Hack 5. Go Big to Get Small

The best way to shrink your sampling error is to increase your sample size.

Whenever researchers are playing around with samples instead of whole populations, they are bound to make some mistakes. Because the basic trick of inferential statistics is to measure a sample and use the results to make guesses about a population [Hack #2], we know that there will always be some error in our guesses about the values in those populations. The good news is that we also know how to make the size of those errors as small as possible. The solution is to go big.

An early principle suggested in a gambling context was presented by Jakob Bernoulli (in 1713), who called his principle the Golden Theorem. It was later labeled by others (starting with Sim\x8e on-Denis Poisson in 1837) as the Law of Large Numbers. It is likely the single most useful discovery in the history of statistics and provides the basis for the key generic advice for all researchers: increase your sample size!

The early history of the science of applied statistics (we're talking the 17th and 18th centuries) is framed in the language of gambling and probability. This might be because it gave the gentlemen scholars of the time an excuse to combine their intellectual pursuits with pursuits of a less intellectual nature. The Laws of Probability, of course, are legitimately the mathematical basis for statistical procedures and inferences, so it might be that gambling applications were used simply as the best teaching examples for these central statistical concepts.

Laying Down the Law

One application of the Law is its effect on probability and occurrences. The Law includes the consequence that the increase in the accuracy of predicting outcomes governed by chance is a set amount. That is, the increase in accuracy is known. The expected distance between the probability of a certain outcome and the actual proportion of occurrences you observe decreases as the number of trials increases, and the exact size of this expected gap between expected and observed can be calculated. The generic name for this expected gap is the standard error [Hack #18].

The size of the difference between the theoretical probability of an outcome and the proportion of times it actually occurs is proportional to:

You can think of this formula as the mathematical expression of the Law of Large Numbers. For discussions of accuracy in the context of probability and outcome, the sample size is the number of trials.

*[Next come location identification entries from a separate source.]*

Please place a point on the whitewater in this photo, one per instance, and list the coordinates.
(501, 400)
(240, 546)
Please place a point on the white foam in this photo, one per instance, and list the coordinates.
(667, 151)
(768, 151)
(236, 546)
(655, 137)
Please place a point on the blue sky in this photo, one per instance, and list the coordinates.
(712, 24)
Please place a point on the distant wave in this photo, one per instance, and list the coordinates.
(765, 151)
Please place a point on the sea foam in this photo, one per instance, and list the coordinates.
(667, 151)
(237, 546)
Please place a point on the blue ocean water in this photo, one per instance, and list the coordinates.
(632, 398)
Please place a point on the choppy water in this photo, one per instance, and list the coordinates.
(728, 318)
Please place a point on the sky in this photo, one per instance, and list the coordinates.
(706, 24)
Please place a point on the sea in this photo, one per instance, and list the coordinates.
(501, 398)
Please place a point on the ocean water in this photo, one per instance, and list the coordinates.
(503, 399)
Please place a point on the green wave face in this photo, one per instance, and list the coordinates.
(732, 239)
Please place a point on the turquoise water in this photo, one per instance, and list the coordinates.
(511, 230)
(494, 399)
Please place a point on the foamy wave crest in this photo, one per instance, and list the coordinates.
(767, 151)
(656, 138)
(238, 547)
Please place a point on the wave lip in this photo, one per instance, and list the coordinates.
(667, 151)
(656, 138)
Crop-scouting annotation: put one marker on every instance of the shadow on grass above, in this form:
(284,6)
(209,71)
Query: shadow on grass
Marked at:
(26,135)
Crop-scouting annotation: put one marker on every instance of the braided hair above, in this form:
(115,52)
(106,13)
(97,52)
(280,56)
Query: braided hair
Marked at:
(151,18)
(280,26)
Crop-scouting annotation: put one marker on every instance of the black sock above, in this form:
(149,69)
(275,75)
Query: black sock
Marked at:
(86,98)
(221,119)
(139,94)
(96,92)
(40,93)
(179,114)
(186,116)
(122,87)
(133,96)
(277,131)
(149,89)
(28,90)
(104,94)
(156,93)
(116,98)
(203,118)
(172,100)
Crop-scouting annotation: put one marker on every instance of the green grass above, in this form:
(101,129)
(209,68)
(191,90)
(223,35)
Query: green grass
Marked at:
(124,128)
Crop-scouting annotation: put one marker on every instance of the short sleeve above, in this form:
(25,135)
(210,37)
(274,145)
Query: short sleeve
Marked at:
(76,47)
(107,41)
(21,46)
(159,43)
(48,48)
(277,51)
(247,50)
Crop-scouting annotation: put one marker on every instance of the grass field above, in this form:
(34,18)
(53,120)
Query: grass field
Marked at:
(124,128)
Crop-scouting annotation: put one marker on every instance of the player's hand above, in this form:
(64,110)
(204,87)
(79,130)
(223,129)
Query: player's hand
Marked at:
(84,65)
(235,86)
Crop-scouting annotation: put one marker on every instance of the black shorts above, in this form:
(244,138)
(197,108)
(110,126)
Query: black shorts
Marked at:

For discussion of accuracy in the context of sample means and population means, the sample size is the number of people (or random observations) in the sample.

Improving Accuracy

The specific values affected by the Law depend on the scale of measurement used and the amount of variability in a given sample. However, we can get a sense of the improvement or increase in accuracy made by various changes in sample sizes. Table 1-5 shows proportional increases in accuracy for all inferential statistics. So speaketh the Law.

Table Effect of increasing sample size
Sample size	Relative decrease in error size	Meaning
1	1	The error is equal to the standard deviation of the variable in the population.
10	3.16	The error is about a third of its previous size. Just using 10 observations instead of 1 has dramatically increased our accuracy.
30	5.48	An increase from 1 to 30 people will dramatically improve accuracy. Even the jump from 10 to 30 is useful.
100	10	A sample of 100 people produces an estimate much closer to the population value (or expected probability). The size of the error with 100 people in a sample is just 1/10 of a standard deviation.
1,000	31.62	Estimates with so many observations are remarkably precise.

Why It Works

Let's look at this important statistical principle from several different angles. I'll state the law using three different approaches, beginning with the gambler's concerns, moving on to the issue of error, and ending with the implications for gathering a representative sample. All of the entries in this list are the exact same rule, just stated differently.

Gambling

If an event has a certain probability of occurring on a single trial, then the proportion of occurrences of the event over an infinite number of trials will equal that probability. As the number of trials approaches infinity, the proportion of occurrences approaches that probability.

Error

If a sample is infinitely large, the sample statistics will be equal to the population parameters. For example, the distance between the sample mean and the population mean decreases as the sample size approaches infinity. Errors in estimating population values shrink toward zero as the number of observations increases.

Implications

Samples are more representative of the population from which they are drawn when they include many people than when they include fewer people. The number of important characteristics in the population represented in a sample increases, as does the precision of their estimates, as the sample size gets larger.

All these statements of the Law of Large Numbers are true only if based on the assumption that the occurrences or the sampling take place randomly.

In addition to providing the basis for calculations of standard errors, the Law of Large Numbers affects other core statistical issues such as power [Hack #8] and the likelihood of rejecting the null hypothesis when you should not [Hack #4]. Jakob Bernoulli's gambling pals might have been most interested in his Golden Theorem because they could get a sense of how many dice rolls it would take before the proportion of 7s rolled approached .166 or 16.6 percent, and could then do some solid financial planning.

For the last 300 years, though, all of social science has made use of this elegant tool to estimate how accurately something we see describes something we cannot see. Thanks, Jake!